Never let Emotions Overpower Experience

Never let Emotions Overpower Experience

The BSE Sensex is now at a striking distance of 60,000. Just a few quarters back it was trading near 25,000 and it took less than 18 months for the Sensex to gain almost 34,000. Beyond the companies’ earnings and macro economic data, what drives the equity market are psychological biases that lead share prices to deviate dramatically from their true intrinsic value. Even the most learned and intelligent of us cannot resist this crowd psychology and cave in. Sir Isaac Newton, who is credited with development of calculus and formulated the three laws of motion that continue to give a pretty accurate account of nature, lost a fortune in the South Sea Company bubble bust.
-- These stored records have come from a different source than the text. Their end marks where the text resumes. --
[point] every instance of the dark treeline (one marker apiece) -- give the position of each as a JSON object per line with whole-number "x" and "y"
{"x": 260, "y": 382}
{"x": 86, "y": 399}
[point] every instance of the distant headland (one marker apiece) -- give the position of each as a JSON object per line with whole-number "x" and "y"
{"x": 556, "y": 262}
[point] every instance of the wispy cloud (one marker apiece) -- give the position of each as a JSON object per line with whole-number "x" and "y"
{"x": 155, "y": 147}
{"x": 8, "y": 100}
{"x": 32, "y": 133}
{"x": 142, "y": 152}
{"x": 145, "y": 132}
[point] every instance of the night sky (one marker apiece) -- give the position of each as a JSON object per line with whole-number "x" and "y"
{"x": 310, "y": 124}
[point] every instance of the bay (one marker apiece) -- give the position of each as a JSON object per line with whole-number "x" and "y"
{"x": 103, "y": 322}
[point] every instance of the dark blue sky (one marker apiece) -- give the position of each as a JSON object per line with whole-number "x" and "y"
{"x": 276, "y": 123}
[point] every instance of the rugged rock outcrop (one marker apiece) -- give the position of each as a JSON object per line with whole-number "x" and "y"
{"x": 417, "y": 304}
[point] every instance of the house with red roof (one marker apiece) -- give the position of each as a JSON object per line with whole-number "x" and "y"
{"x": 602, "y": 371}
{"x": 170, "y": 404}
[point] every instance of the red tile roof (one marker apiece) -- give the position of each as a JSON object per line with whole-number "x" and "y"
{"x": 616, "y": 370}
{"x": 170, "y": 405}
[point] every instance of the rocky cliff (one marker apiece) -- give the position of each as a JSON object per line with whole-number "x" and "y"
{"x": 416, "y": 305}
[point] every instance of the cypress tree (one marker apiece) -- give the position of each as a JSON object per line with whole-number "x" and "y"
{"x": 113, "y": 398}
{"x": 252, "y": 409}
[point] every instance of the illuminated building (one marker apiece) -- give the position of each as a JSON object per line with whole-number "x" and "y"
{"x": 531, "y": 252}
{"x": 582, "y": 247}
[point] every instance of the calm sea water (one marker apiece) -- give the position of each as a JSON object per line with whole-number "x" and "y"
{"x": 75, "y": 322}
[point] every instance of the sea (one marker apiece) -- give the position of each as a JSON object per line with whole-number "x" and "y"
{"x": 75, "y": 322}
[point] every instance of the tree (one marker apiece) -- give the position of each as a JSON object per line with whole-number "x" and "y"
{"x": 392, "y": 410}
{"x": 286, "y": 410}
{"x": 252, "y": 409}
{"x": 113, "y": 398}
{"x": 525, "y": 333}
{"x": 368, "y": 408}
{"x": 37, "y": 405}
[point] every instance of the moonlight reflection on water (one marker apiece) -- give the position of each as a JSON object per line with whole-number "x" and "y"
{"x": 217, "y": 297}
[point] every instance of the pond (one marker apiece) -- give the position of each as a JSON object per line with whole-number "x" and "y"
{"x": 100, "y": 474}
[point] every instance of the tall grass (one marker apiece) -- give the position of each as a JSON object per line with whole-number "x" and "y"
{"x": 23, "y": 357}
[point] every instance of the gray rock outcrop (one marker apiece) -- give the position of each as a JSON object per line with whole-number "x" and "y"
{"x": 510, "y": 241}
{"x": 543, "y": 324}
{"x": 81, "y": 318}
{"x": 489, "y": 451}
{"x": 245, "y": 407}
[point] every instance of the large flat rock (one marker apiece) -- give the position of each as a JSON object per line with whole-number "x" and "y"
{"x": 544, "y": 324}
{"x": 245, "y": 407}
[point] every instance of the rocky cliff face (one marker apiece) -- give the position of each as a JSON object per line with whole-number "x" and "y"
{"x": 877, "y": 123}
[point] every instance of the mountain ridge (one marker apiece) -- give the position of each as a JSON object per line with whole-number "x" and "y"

Newton, who was also a warden of the Royal Mint in London, was one of the early investors in South Sea Company which bagged a deal to manage British government debt. He booked profit in his early trades only to re-enter the stock at almost the peak of it with more stake. The stock underwent a precipitous fall and Newton lost almost GBP 20,000. After suffering such a loss he said, “I can calculate the motion of heavenly bodies but not the madness of people.” Not even as brilliant an intellectual as economist John Maynard Keynes could resist the fevered markets of the roaring 1920s and lost 80 per cent of his net worth following the great depression.

He famously said, “The stock market can remain irrational longer than you can remain solvent.” Recognising this reality, instead of timing the market it is always advisable to stick to your asset allocation, which should be based on your risk appetite and return expectation. This should be re-balanced at an appropriate time that should be based on evidence and experience and not the crowd psychology or what the social media states. In fact, the social media can be very misleading and it is always difficult to separate the chaff from the grain.